The Insulin Express Page 12
We find a pharmacy in Lakeside that lets us use their scale for a second. I step onto the scale, but the number staring back at me doesn’t make any sense.
“Are you sure this scale is right?” I ask the woman behind the counter.
“Yes,” she says, smiling back at me.
I start converting kilograms to pounds in my head. Multiply by two. Figure out ten percent, then add that twice. That means I weigh … wait, double check the number … 180 pounds? If that’s right, I have lost forty-five pounds. I thought I had lost twenty pounds at most, but forty-five means I have lost nearly a quarter of my body weight from my usual 225. How is that even possible?
Lacking anything that would qualify as helpful medical knowledge, we email some of my doctor friends back home and describe my symptoms. Weight loss. Thirst. A constant need to pee. Weakness. We even Skype with one of them so that she can see me, or at least a pixelated version of me, which is the best we can manage over Nepali Wi-Fi. Their verdict is unanimous: malnutrition. Since entering Nepal, I have been on a vegetarian diet, eating far fewer calories than I normally eat since there isn’t too much junk food here. The massive infusion of rice into my diet explains the thirst, since rice can draw fluids out of the system. And the weakness and weight loss come from a lack of protein. All I have to do is eat more. One of my friends says I have the classic symptoms of diabetes, but we both agree that’s incredibly unlikely, since there is no history of diabetes in my family.

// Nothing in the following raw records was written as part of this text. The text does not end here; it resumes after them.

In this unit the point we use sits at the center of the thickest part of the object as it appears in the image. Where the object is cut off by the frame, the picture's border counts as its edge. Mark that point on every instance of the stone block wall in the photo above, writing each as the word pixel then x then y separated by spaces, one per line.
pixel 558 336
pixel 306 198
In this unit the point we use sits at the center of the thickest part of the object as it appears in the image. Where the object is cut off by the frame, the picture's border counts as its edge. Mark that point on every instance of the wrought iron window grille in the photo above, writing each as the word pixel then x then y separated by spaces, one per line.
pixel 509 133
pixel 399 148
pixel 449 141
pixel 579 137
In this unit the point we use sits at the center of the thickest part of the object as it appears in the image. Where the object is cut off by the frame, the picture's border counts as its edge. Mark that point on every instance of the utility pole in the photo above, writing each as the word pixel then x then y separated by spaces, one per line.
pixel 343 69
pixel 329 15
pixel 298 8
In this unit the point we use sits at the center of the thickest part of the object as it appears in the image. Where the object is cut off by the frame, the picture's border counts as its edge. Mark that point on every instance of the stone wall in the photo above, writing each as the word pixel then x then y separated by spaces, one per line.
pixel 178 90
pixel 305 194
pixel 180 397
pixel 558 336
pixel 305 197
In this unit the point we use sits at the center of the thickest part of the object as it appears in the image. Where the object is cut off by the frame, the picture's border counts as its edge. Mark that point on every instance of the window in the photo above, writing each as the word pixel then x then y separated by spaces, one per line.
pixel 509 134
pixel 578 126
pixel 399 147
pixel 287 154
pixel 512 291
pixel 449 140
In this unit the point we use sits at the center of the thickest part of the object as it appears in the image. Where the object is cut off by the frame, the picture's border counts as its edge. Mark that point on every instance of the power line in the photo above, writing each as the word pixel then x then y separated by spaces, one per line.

Back at Krishna and Bimala’s house, we email the medical update to my family. We didn’t want to consult them first because we suspected they would immediately and irreversibly freak out. We were right. They start sending panicked emails, begging me to go to the doctor. On a Skype call with my parents at night, I make a simple deal with them. I’ll go to the doctor if they track their diet and go to a personal trainer. My parents are overweight and putting on more pounds. In Israel, a friend of the family had told me to force them to get help. Now, I use their concerns about my health as leverage for my worries about theirs.
“Not even the Jews in Auschwitz lost weight as fast as you,” my dad says. “You have to go to a doctor.”
“I’ll go to a doctor when you see a personal trainer.”
“What does our weight have to do with your health?”
“You can’t worry about my health until you take care of your own. Write down what you eat for three straight days and see a personal trainer.”
“You’re not going to survive that long, and I’m not coming to Nepal to bury you.”
“Okay then. I’ll try to die in Laos so you can at least visit somewhere you’ve never been for my funeral.”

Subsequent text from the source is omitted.